A memo from the New York Islanders’ hockey operations department announced that the team would postpone future home games at Nassau Coliseum.
The memo was revealed after Brandon Crawford of the Chicago Tribune wrote a story about the team’s decision to delay the start of the 2018-19 season. The team had scheduled two home games and three away games for the Oct. 15-16.
The memo was a joint decision from chief executive officer Scott Malkin and general manager Garth Snow, with Hockey Operations director David Barr the new lead agent to the team. The memo asked to postpone the home games — Oct. 15 versus the Phoenix Coyotes and Oct. 16 versus the Columbus Blue Jackets — both of which were sold out.
The memo stated the team will add one ticket waiver per game to “promote awareness of the fan support and make the seats available.”
The decision is on the shoulders of both the league and the team, with NHL Deputy Commissioner Bill Daly calling the postponement “precautionary” on Monday.
The letter from Islanders personnel said the decision was made “out of an abundance of caution” after sampling ice samples in the Islanders’ arena. It stated a dose of the bacteria was found in ice used for Tuesday’s preseason game against the Carolina Hurricanes and that the results were “mild” when compared to what NHL standards are and appeared to be outside of typical factory processes.
The sample testing showed the same organism in ice in two other games over the past several weeks.
The New York City Department of Health will conduct additional sampling, as well as taking samples from fans who were still in line at the box office for Wednesday’s opener against the Toronto Maple Leafs.
At least 45 guests were waiting in line at the box office on Tuesday night, according to the Rangers’ team Twitter account.
Snow said there is no immediate threat to the health of fans who were in line.
“We understand the inconvenience caused by postponing the season opener,” he said in a statement on the team’s website. “We hope that the Islanders’ fans will continue to come to Nassau Coliseum throughout the rest of the season.”
Malkin said the team has its priorities in place and wants to be prepared for a healthy season.
“We have put in extra steps to assure the best possible conditions for our fan base, with the continued support of our partners at the Nassau County Coliseum,” Malkin said.
The Aedes aegypti mosquitoes that carry the virus are not native to the New York City area, according to the county health department. The department said it will provide updates on the situation on its website.
According to the Centers for Disease Control and Prevention, Zika is passed on through the bite of an infected mosquito. The virus can be prevented by using insect repellant and wearing long-sleeved shirts and long pants.
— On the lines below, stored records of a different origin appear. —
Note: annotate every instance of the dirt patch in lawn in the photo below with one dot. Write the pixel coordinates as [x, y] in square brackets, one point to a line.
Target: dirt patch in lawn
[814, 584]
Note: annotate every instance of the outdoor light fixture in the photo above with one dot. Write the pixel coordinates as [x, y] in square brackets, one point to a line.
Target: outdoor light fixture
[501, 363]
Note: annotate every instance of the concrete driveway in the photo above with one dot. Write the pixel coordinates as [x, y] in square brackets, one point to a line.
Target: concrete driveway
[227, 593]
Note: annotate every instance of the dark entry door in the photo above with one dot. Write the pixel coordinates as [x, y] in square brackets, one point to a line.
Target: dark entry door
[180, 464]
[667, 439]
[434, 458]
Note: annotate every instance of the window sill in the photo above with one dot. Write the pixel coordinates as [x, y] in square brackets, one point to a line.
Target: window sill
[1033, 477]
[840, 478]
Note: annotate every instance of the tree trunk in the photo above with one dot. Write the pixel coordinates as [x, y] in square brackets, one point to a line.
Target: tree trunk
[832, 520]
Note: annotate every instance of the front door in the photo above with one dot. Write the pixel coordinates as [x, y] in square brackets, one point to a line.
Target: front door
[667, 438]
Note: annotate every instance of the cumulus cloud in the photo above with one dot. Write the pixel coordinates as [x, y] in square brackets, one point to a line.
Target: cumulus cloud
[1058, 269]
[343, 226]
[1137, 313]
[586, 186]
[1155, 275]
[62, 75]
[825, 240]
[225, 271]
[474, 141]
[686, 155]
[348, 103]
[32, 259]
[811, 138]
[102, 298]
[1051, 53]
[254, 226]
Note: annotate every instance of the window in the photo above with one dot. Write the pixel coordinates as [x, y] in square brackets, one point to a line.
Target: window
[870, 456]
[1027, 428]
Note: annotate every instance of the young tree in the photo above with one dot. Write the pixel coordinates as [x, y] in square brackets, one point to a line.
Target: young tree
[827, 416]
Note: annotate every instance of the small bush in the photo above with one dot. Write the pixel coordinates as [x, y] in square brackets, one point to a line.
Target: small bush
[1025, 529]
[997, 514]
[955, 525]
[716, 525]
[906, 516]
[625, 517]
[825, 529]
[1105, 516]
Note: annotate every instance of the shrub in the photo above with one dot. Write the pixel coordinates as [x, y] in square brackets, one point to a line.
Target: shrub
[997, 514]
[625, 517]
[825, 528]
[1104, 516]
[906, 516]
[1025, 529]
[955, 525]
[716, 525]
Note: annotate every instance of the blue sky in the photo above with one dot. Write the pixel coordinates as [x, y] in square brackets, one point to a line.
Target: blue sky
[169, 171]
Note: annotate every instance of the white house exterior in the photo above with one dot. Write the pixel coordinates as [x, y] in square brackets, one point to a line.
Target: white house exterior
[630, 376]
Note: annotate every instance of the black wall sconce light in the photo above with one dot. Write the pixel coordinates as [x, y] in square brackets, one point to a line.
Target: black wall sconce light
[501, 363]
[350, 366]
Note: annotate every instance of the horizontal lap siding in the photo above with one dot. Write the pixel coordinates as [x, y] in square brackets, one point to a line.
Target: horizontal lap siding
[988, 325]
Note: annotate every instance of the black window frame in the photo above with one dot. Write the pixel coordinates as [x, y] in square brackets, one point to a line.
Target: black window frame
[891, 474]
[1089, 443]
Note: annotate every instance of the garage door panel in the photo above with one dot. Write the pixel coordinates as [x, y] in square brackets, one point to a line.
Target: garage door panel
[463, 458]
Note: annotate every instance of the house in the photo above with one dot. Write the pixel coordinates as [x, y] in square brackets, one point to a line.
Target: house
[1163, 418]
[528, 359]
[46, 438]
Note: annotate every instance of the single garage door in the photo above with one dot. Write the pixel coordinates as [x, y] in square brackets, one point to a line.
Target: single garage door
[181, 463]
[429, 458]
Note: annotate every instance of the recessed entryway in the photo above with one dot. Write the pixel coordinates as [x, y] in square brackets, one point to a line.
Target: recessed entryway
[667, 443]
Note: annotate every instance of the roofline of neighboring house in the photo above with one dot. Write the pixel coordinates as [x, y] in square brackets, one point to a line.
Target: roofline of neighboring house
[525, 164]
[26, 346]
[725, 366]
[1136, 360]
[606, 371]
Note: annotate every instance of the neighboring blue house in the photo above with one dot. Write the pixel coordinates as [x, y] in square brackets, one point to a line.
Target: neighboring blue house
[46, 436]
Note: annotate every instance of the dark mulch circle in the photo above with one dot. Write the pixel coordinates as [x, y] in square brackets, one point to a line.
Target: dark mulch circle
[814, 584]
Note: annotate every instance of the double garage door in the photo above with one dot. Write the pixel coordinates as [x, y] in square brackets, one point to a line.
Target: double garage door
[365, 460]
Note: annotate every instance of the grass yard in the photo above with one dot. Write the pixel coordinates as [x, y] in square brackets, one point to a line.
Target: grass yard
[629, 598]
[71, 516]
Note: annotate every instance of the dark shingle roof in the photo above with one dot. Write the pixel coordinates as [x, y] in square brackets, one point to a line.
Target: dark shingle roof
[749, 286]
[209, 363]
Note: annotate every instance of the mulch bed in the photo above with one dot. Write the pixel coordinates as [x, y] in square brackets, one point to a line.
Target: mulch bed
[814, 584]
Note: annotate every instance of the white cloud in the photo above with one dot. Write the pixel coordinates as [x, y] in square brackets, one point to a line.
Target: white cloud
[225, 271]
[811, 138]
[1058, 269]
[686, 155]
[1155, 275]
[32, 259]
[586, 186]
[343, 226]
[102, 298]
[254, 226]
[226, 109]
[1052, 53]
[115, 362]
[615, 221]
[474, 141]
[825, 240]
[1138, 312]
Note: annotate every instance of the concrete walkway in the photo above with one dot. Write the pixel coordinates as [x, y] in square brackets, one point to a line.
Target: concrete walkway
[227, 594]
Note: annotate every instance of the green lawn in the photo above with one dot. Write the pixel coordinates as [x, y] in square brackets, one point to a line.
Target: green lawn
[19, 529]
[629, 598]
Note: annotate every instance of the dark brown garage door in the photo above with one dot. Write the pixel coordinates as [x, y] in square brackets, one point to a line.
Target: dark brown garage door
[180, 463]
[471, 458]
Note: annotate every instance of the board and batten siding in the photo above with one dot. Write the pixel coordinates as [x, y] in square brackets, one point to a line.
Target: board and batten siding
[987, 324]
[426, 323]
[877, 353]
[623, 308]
The most widespread of the reported cases in the U.S. have been in Miami Beach, Florida, where the public works commissioner is advising people to avoid crowds at night. The department said it is aware of four cases within the county.
According to the World Health Organization, there is no vaccine or treatment to prevent Zika, which is present in parts of the Caribbean and South America. The virus can cause a birth defect known as microcephaly. The New York Times reported Monday that about 2,800 cases of microcephaly have been reported in the U.S.
At least 28 people have died since the Zika virus was first detected in Brazil in May 2015.